Negotiations resumed Sunday in the Raley's supermarket strike, a week after workers walked off the job to protest the Northern California grocery company's attempt to impose changes in their contract.
Contract talks between management and union representatives for about 7,500 workers had been stalled for months, and the two sides seemed far apart when the strike began Nov. 3. But the grocery workers' union announced a separate agreement Thursday with the much larger Safeway supermarket chain, which was negotiated without a strike.
Neither side in the Raley's negotiations released details of the resumed discussions.
"Both parties have agreed to not discuss the progress of these talks while the current negotiations are ongoing," Raley's spokesman John Segale said in a written statement that confirmed the talks had resumed. "We are committed to reaching an agreement that is fair and equitable to both parties."
A message posted on the website of the United Food and Commercial Workers Local 5 was equally terse. Local president Ron Lind confirmed talks had resumed but urged workers to remain on the picket line.
"While this is a positive development, it is no time to let down our guard," the message added.

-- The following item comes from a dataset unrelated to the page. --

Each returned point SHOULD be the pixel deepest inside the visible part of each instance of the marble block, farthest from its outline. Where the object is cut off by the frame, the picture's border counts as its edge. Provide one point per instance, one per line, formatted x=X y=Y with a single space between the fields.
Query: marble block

The strike affects 90 stores in the privately held grocery chain, which owns 120 supermarkets operating under the names Raley's, Nob Hill and Bel Air in Northern California and Nevada.
When the strike began last week, workers said they were opposing Raley's efforts to cut wages and benefits. The company said the terms it sought to impose would freeze pay increases for two years and eliminate some premium pay, without affecting health coverage.
Raley's has said it was forced to impose the changes unilaterally after 15 months of unsuccessful contract talks because of increased competition from nonunion groceries such as Walmart, Target and Whole Foods. Union leaders, however, had accused Raley's of bargaining in bad faith and attempting to intimidate members.
While details of the Safeway settlement have not been released, Lind has said that contract left those workers' health benefits unchanged.